Ventilator-associated: New or progressive infiltrates during ventilation, purulent secretions, laboratory evidence of infection.
Intracranial infection [17]: Headache, fever, altered mental status, neurological deficits; abnormal cerebrospinal fluid (increased white blood cells, elevated protein, decreased glucose); signs of CNS inflammation on imaging.
Urinary tract infection [18]: Dysuria, frequency, urgency, possible hematuria; positive urine culture, elevated urine white blood cells.
Abdominal infection [19]: Abdominal pain, tenderness, distension, fever, elevated white blood cells; imaging showing abscesses, fluid collections, or organ inflammation.
Biliary tract infection [20]: Right upper quadrant pain, jaundice, fever, chills; abnormal liver function, elevated white blood cells, possible positive bile culture; biliary tract inflammation on imaging.
Bloodstream infection [21]: Positive blood culture (excluding contaminants), with consistent symptoms such as fever and hypotension.
Skin and soft tissue infection [22]: Local redness, swelling, pain, warmth, possible purulent discharge; elevated white blood cells, possible pathogen isolation.
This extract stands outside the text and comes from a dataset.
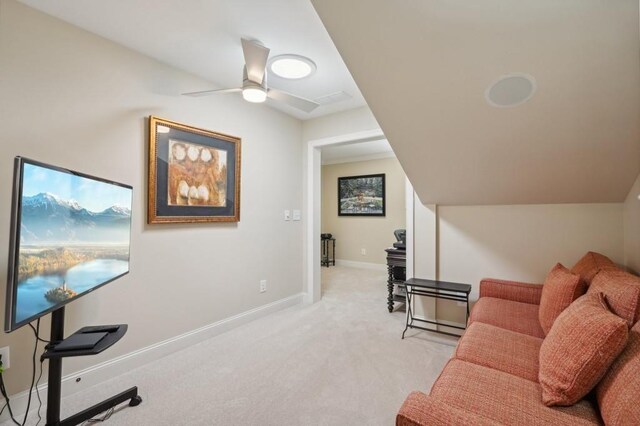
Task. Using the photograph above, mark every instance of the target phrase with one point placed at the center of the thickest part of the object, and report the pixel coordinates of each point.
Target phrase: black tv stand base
(55, 374)
(101, 407)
Surgical site infection [23]: Pain, swelling, redness, discharge, or fever at the surgical site post-surgery; purulent drainage, pathogen isolation, or other signs of inflammation.
Exclusion criteria: Patients with a history of hematopoietic stem cell transplantation or other solid organ transplants, patients with immune system diseases currently using glucocorticoids and/or immunosuppressants, patients with blood system diseases, ICU hospitalization time <24 hours, and pregnant or lactating patients.
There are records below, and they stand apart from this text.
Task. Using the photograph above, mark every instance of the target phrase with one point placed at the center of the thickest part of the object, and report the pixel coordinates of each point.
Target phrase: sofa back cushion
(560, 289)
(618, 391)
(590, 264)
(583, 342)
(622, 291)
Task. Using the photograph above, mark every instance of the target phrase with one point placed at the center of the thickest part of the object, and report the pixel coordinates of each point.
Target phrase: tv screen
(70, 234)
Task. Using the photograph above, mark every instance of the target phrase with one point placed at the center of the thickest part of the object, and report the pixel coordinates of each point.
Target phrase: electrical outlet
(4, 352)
Diagnostic criteria for sepsis: Conforming to the 3.0 diagnostic criteria for sepsis [24].
Treatment
All patients were treated according to the guidelines of the Surviving Sepsis Campaign (SSC) [25].
Ethics
This study strictly adhered to ethical standards for medical clinical research and was approved by the Ethics Committee of Putian College Affiliated Hospital (Approval No.: 202035). Due to the retrospective and observational design, informed consent was waived. After removing personal information, the data were analyzed anonymously.
Study groups and collection of clinical observation indicators
(1) Grouping: Based on the occurrence of sepsis, patients were divided into the ordinary infection group and the sepsis group. In the sepsis group, patients were further classified into a survival group and a death group based on their 28-day survival status.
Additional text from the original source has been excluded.